Jerry_D

I have a large document archive consisting of scanned files in TIF format,
where all text has been OCR-ed. With Windows XP I was using the Windows
Desktop Search ver. 2.6 that was neatly handling the OCR-ed text.

After updating to Vista, that is no longer the case, in spite of my having
selected "index properties and file contents" option for TIF files. Is there
a way I can get this to work


Re: Search, Organize and Visualize in Windows Vista TIF files text not indexed in Vista?

Eric Wolz - MSFT

With Vista (WDS 3.0) introduced a tighter security model. Indexing documents are now preformed under a process with restrictive rights. Some old filters use to create temporary files which is no longer allowed. Because of the new security model, some of these legacy filters will no longer work correctly. My recommendation is to see if there is an updated version available that will run under Vista.
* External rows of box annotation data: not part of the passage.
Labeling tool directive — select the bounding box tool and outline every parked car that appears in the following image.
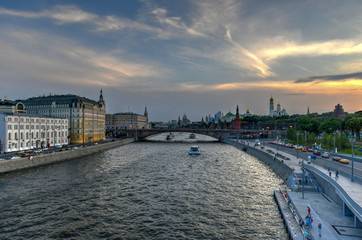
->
[313,150,321,156]
[339,158,349,164]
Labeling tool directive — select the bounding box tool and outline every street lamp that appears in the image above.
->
[351,134,354,182]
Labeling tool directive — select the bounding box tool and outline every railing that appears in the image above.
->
[280,189,314,240]
[305,166,362,221]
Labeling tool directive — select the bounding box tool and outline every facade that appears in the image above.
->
[333,103,346,119]
[18,90,106,143]
[0,100,26,113]
[0,113,68,153]
[269,97,288,117]
[234,106,241,130]
[106,108,148,129]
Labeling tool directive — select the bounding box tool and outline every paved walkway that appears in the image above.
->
[233,141,362,240]
[258,142,362,206]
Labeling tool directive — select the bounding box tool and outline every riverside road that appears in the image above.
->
[266,143,362,179]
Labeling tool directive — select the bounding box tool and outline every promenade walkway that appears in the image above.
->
[235,142,362,240]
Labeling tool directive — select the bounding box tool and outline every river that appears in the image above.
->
[0,136,289,240]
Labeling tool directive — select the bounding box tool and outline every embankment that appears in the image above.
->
[0,139,134,174]
[224,140,296,189]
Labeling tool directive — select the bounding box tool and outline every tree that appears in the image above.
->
[318,118,341,134]
[346,118,361,140]
[287,128,297,141]
[297,116,312,131]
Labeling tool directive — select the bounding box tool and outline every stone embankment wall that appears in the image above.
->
[224,140,296,189]
[0,139,134,174]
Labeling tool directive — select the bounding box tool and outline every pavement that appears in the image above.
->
[233,140,362,240]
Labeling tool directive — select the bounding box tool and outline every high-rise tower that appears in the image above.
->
[269,96,274,116]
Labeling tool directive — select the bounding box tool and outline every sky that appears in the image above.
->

Re: Search, Organize and Visualize in Windows Vista TIF files text not indexed in Vista?

Jerry_D

The filter used is (and was) the one provided by Microsoft - MODI. Now I am using Vista Ultimate and Office 2007 (which installed the MODI filter version 12). One would think that Microsoft would take care of the pertinent security issues. If not, my archive of several years, created using a Microsoft product (Microsoft Document Imaging) suddenly becomes unsearcheable due to an upgrade of the very same Microsoft product. Surely that can't be allowed to happen



Re: Search, Organize and Visualize in Windows Vista TIF files text not indexed in Vista?

Eric Wolz - MSFT

We are working with the imaging team to get an updated version available. Thanks.




Re: Search, Organize and Visualize in Windows Vista TIF files text not indexed in Vista?

Jerry_D

Many thanks for your answer and the hope it gives .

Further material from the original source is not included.